KOFI
- Kalispell, Montana; United States;
- Broadcast area: Kalispell-Flathead Valley area
- Frequency: 1180 kHz
- Branding: 1180 AM 104.3 FM KOFI

Programming
- Format: Oldies - News - Talk - Sports
- Network: ABC News Radio
- Affiliations: Westwood One Premiere Networks

Ownership
- Owner: KOFI, Inc.
- Sister stations: KOLK, KZMN

History
- First air date: November 11, 1955
- Former frequencies: 980 kHz (1955–1964)

Technical information
- Licensing authority: FCC
- Facility ID: 35368
- Class: B
- Power: 50,000 watts (days) 10,000 watts (nights)
- Transmitter coordinates: 48°11′51.9″N 114°15′6.5″W﻿ / ﻿48.197750°N 114.251806°W
- Translator: 104.3 K282BP (Kalispell)

Links
- Public license information: Public file; LMS;
- Webcast: Listen live
- Website: kofiradio.com

= KOFI =

KOFI (1180 AM) is a commercial radio station licensed to Kalispell, Montana, and owned by KOFI, Inc. It airs an oldies radio format with some news, talk and sports programs. KOFI carries syndicated talk shows at night, including Rick Valdes-America at Night and Coast to Coast AM with George Noory. It also airs Denver Broncos football during the NFL season.

By day, KOFI is powered at 50,000 watts non-directional, the maximum for commercial AM stations. But 1180 AM is a clear channel frequency reserved for Class A station WHAM Rochester, New York. To prevent interference, at night KOFI reduces power to 10,000 watts and uses a directional antenna. The transmitter site is in Evergreen, on Steel Bridge Road. The studios and offices are on First Avenue East in Kalispell. Programming is also heard on 250-watt FM translator K282BP at 104.3 MHz.

==History==
The station officially signed on the air on November 11, 1955, originally broadcasting on 980 kHz as a 1,000-watt daytime-only station. In 1958, KOFI increased its power to 5,000 watts, though it remained restricted to daylight hours to prevent interference with distant stations In September 1964, the station changed its frequency to 930 kHz. A major turning point occurred in 1968 when the station migrated to its current frequency of 1180 kHz, allowing for 10,000 watts of full-time operation and a significantly expanded broadcast footprint.

For over five decades, the station's identity was synonymous with George Ostrom, a legendary Montana broadcaster who joined in 1956 and became a household name for his local news and storytelling.

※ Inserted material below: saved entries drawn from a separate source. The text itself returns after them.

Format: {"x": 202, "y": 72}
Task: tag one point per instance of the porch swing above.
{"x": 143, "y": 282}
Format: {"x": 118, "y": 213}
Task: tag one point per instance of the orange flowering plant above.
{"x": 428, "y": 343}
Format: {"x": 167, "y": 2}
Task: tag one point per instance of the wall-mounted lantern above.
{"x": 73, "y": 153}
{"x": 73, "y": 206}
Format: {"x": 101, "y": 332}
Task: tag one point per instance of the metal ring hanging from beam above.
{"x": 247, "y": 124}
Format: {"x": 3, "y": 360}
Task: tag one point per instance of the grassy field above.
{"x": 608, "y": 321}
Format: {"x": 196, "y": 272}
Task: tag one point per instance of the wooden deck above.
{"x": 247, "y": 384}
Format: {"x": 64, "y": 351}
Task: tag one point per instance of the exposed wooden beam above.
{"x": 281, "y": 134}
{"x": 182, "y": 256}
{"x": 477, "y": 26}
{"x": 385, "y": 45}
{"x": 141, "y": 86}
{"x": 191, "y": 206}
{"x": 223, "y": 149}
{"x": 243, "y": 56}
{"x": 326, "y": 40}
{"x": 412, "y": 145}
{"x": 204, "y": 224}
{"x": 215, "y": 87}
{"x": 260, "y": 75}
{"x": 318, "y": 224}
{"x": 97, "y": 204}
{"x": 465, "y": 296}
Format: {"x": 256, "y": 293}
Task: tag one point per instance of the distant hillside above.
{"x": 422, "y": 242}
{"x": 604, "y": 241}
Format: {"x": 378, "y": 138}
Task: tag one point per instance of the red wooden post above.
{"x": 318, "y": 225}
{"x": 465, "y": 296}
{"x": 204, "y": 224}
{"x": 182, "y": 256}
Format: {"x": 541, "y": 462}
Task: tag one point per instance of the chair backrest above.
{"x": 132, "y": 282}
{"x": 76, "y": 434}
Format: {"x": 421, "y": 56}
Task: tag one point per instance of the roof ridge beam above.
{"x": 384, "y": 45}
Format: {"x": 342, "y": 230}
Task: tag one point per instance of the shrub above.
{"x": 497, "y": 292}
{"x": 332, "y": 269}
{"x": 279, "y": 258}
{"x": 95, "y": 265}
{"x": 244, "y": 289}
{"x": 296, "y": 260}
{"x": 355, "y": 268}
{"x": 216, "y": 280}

Ostrom retired from KOFI in 2008, though later returned to the airwaves at Kalispell station KGEZ from 2011 to 2017. Eventually, KOFI boosted its daytime power to 50,000 watts, the maximum allowed for commercial AM stations in the United States, earning it the reputation as the most powerful radio signal in Northwest Montana. Because 1180 AM is a clear-channel frequency, the station reduces its power to 10,000 watts at night to protect WHAM in Rochester, New York, though its signal can still be heard as far away as Washington and Utah.

Since 2017, KOFI's broadcasts are simulcast on 104.3 FM, using a 240-watt FM translator.

In late 2024, an application was filed to transfer control of KOFI, Inc. from David and Tana Rae to new owners Donald Walter and Scott L. Davis. Tragedy struck the station on November 9, 2024, when a devastating fire completely destroyed the 50,000-watt transmitter building in Evergreen, forcing the station to temporarily broadcast at low power. Despite the loss of the main AM facility, the station continued to reach listeners via its FM translator, K282BP, which broadcasts on 104.3 MHz. The station quickly ordered a new 1,000-watt transmitter to serve as a sustainable "bridge" while the primary facility was rebuilt.